If we take the moral guides from above we can get a sense of where Liberals and Conservatives diverge in their moralistic pallets. Party’s in their pure forms appeal to these pallets. But like any poor diet when you overload the body with too much of the things they love, they become addicts for it and less receptive for those items for which they have distaste.

If I feed my kid Ice cream and candy for the first three years of his life and then when he hits four, I attempt to introduce broccoli and other vegetables, how do you think that will go? He couldn’t possibly have a structured understanding of why it’s important that he eats broccoli, he will simply know that the flavour profile doesn’t match what he knows he likes and that any value in the green tree like edible will be completely lost on him.

Just like a four-year-old when we only choose to indulge in the types of political and moral opinions that we agree with, the prospect of partaking in an open trial of some Liberal or Conservative broccoli seems like a horrible idea. But less like Ice Cream and more like opioids, repeated exposure drives the need for more potent and extreme doses.

So what the two wings of our political spectrum have done is deliver to us ice cream diets that match our deepest and often darkest desires for our moral filters. For the Liberals, Free tuition, taxation on Carbon, gender equity legislation, LGBTQ rights, immigration, etc.. That’s a lot of Liberal Ice Cream.

For the Conservatives, we see the Ice Cream flavours being focussed on the conservative sweet tooth of, cutting taxes and regulations, stymieing the progressive policies in schools, universities and other publicly funded institutions, preservations of traditional views on the institutions that make up the “Canadian identity.”

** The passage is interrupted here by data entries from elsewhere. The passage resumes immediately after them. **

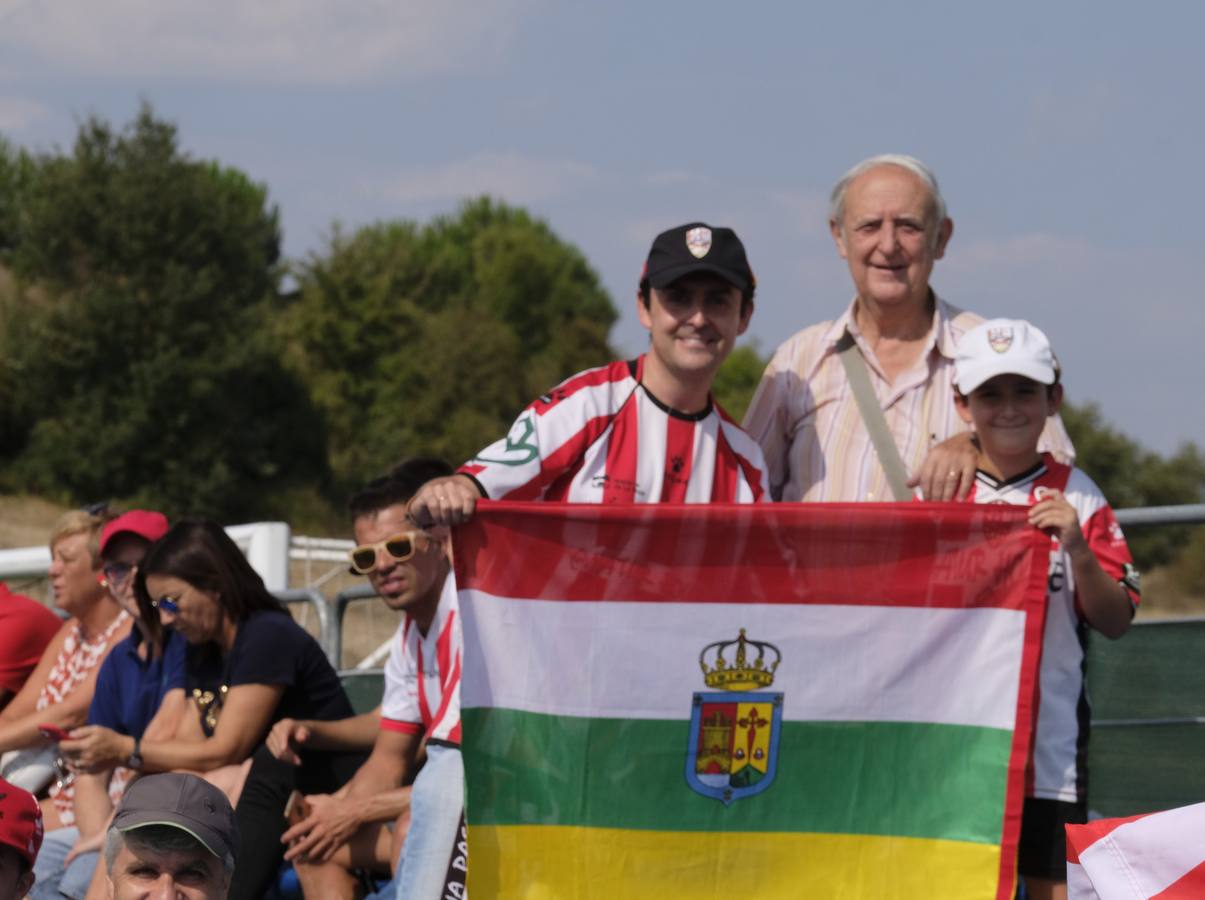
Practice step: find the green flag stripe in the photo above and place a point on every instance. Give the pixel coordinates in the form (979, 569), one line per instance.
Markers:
(913, 780)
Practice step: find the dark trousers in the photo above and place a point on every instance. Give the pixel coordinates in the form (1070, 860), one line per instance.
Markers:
(260, 811)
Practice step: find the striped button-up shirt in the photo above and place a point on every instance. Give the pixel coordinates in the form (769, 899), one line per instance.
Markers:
(806, 419)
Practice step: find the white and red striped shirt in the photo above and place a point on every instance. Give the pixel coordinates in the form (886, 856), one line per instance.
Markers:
(422, 677)
(806, 419)
(600, 437)
(1061, 741)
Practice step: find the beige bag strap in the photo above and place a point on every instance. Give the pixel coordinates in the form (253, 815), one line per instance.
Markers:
(873, 416)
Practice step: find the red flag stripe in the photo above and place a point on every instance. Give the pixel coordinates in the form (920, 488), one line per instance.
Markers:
(835, 554)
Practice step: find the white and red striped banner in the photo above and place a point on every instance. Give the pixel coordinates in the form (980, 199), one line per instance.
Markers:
(1154, 857)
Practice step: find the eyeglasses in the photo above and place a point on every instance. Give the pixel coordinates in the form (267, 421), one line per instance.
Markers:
(117, 572)
(165, 604)
(400, 547)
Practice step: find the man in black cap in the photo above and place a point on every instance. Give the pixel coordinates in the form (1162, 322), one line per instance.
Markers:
(172, 836)
(645, 430)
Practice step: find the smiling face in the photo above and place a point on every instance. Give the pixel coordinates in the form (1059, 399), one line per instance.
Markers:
(1009, 413)
(198, 618)
(119, 563)
(694, 324)
(888, 237)
(72, 575)
(143, 874)
(411, 586)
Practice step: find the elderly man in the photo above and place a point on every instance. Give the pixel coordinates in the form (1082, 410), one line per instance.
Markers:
(172, 836)
(889, 224)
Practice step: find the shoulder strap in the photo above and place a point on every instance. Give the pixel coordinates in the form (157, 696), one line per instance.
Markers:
(873, 416)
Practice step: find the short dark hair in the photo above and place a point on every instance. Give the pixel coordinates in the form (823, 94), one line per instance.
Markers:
(401, 483)
(23, 864)
(203, 554)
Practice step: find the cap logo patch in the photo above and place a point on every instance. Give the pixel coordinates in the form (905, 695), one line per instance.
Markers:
(698, 241)
(1000, 339)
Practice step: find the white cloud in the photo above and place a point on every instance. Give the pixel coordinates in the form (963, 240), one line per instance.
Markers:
(518, 180)
(18, 113)
(1027, 250)
(284, 41)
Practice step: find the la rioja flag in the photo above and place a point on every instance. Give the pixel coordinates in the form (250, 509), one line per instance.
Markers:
(747, 701)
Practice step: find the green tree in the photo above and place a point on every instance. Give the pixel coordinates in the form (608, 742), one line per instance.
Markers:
(738, 378)
(430, 339)
(1130, 475)
(135, 352)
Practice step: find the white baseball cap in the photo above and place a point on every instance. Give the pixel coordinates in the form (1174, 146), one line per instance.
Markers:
(1003, 347)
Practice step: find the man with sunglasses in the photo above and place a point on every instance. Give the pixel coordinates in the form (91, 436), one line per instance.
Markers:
(409, 569)
(646, 430)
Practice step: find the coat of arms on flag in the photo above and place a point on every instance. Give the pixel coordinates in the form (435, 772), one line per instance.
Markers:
(734, 734)
(857, 725)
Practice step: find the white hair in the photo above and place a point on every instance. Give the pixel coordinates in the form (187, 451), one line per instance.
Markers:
(836, 199)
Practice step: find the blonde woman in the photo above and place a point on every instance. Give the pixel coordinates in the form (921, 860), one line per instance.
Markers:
(59, 690)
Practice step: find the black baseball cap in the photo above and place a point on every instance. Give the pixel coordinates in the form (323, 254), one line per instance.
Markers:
(182, 801)
(698, 247)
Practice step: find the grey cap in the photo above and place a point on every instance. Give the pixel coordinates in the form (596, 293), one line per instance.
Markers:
(182, 801)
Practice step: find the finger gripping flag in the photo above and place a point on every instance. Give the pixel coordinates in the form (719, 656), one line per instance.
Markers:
(734, 701)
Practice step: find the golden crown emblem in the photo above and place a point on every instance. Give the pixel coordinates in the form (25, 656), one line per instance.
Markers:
(741, 674)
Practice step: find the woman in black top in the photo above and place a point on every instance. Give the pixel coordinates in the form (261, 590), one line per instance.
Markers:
(250, 665)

This is where we get the “yellow vest” rallies, ANTIFA, all of the Russian and Conservative driven Memes, it’s the cause of “Fake News.” The fake news that suits our pallet is jumped on and embraced like the very best Ice Cream. Fake news that attacks those with different moral filters or political views is like Death by Chocolate Ice Cream. The Ice Cream is obviously bad for you but so incredibly enticing, that if you’re not careful you’ll eat a whole container.

So, imagine again, me trying to explain to my son, why the empty calories, carbs and sugars are so bad for him, in fact, it’s not even food. Of course, he’s going to look at me as if I have two heads and disregard my advice and lick the bowl. It’s no different for full-grown voting adults, once our brains have formed an established emotional and intuitional position on any topic, it is incredibly hard to convince anyone to deviate from that path.

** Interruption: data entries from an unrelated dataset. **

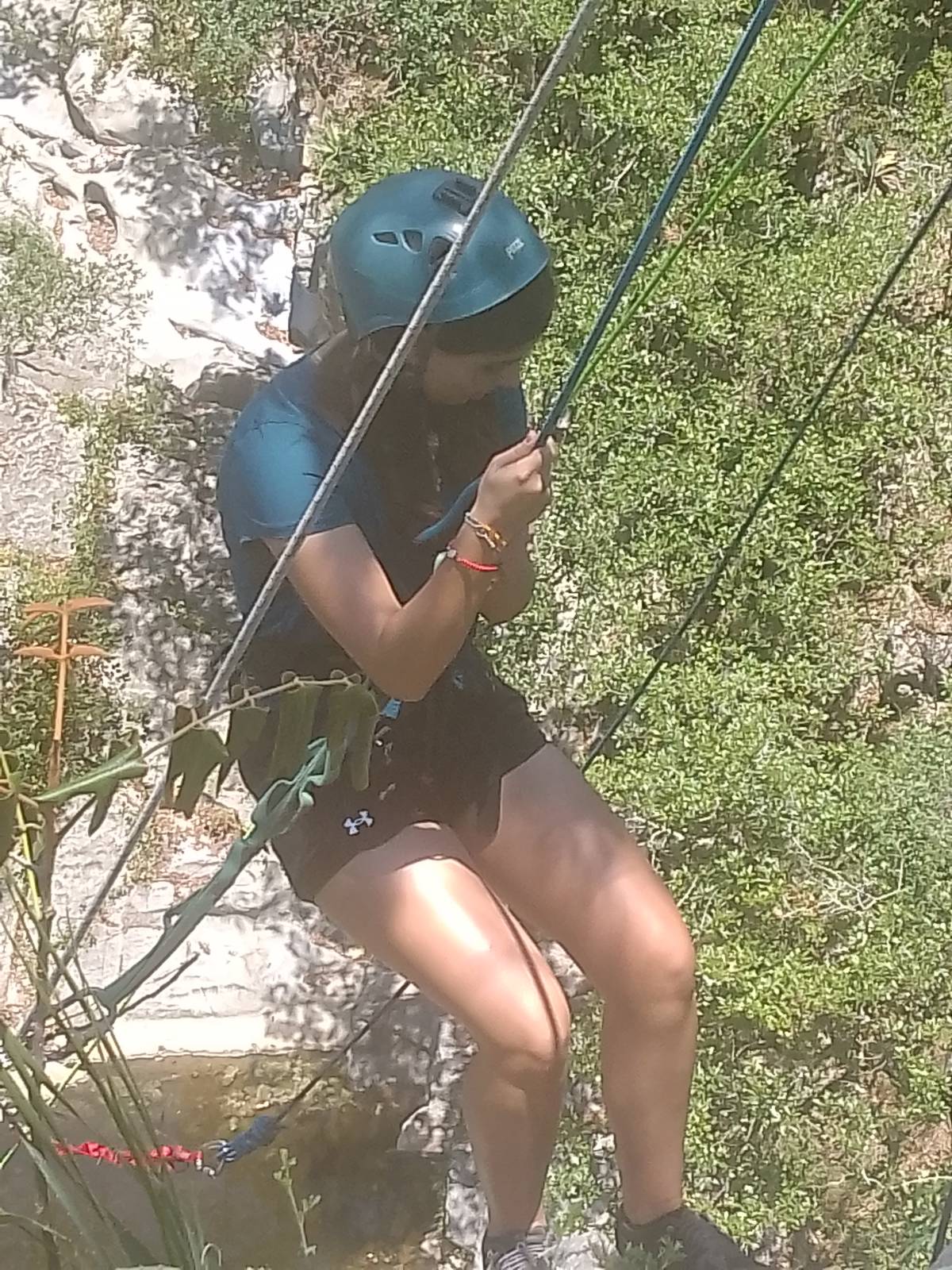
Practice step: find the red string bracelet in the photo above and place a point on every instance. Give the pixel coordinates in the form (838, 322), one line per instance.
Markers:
(452, 554)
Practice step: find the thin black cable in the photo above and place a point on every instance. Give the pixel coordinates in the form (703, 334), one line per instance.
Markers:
(730, 552)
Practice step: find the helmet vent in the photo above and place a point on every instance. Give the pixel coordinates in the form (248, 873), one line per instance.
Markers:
(460, 194)
(438, 249)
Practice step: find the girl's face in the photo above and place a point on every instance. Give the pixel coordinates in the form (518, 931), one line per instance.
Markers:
(455, 379)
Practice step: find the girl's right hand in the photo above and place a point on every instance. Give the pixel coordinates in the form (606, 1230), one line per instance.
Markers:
(514, 489)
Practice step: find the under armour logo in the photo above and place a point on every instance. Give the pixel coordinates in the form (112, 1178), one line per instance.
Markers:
(355, 823)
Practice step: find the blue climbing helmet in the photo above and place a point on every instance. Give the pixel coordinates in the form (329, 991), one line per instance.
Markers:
(386, 247)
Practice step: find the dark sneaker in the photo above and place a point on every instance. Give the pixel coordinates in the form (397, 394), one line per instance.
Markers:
(539, 1242)
(679, 1241)
(511, 1257)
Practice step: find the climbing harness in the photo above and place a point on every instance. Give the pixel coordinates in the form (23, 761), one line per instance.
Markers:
(450, 522)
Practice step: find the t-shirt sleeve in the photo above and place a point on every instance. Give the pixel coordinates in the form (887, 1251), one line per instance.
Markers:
(512, 416)
(270, 476)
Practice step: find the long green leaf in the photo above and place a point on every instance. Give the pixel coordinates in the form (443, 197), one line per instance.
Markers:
(192, 760)
(296, 722)
(10, 802)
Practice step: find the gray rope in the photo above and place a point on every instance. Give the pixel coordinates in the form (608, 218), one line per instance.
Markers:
(558, 65)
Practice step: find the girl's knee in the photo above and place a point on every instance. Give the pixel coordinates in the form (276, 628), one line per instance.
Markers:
(531, 1035)
(657, 971)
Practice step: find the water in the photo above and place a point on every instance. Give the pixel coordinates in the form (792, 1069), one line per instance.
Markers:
(374, 1203)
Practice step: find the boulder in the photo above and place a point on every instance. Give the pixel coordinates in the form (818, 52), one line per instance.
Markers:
(278, 122)
(121, 107)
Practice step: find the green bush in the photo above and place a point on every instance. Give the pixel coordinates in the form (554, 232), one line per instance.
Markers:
(48, 298)
(800, 800)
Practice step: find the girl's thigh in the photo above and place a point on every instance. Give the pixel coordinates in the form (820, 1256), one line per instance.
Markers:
(419, 906)
(569, 867)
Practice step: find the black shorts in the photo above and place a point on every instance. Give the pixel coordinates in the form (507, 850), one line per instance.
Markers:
(441, 760)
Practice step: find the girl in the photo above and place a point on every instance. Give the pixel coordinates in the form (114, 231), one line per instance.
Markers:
(473, 825)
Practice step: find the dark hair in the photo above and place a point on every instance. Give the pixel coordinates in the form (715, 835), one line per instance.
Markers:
(513, 324)
(410, 452)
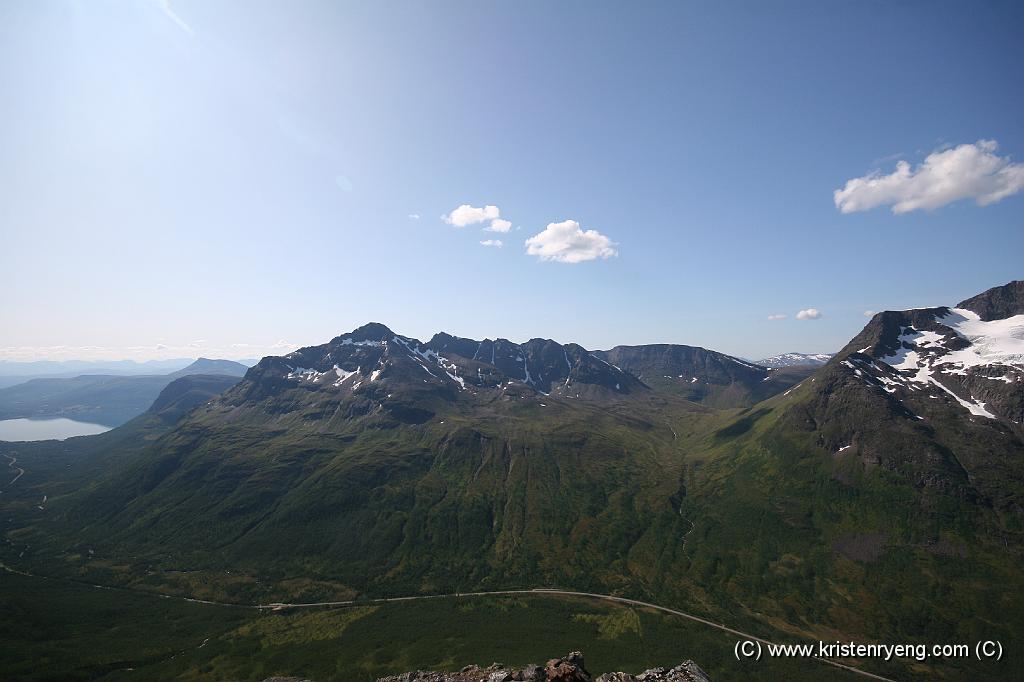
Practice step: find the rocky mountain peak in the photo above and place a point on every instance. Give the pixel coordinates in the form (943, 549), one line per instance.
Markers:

Not only will a political party feed you non-stop ice cream, the kind that is steeped in either xenophobia or wild exaggerations about an overlord style patriarchy. They are also going to tell you that if you attempt to eat the broccoli of political positions that the other party holds, well you are a traitor, you’re un-Albertan, un-Canadian or an oppressive misogynist racist. Moderates be damned, you are either with us or against us. And we eat it up, we share it, and we go back for more.

Conclusion

So to all my friends and family out in Alberta, whether you’re jubilant about the outcome of last night’s election or you are feeling dejected and lost, just know that we are all screwed. When the centre cannot hold, when our political choices and attitudes are driven by the worst, richest, most prejudice and oversensitive Moral Ice Cream out there, all we can end up hoping for is that after the rhetoric is done, and the yard signs go away, our leaders drift back to the middle. Unfortunately, this is rarely the case in recent history and most of us are forced to watch as our country “Slouches towards Bethlehem.”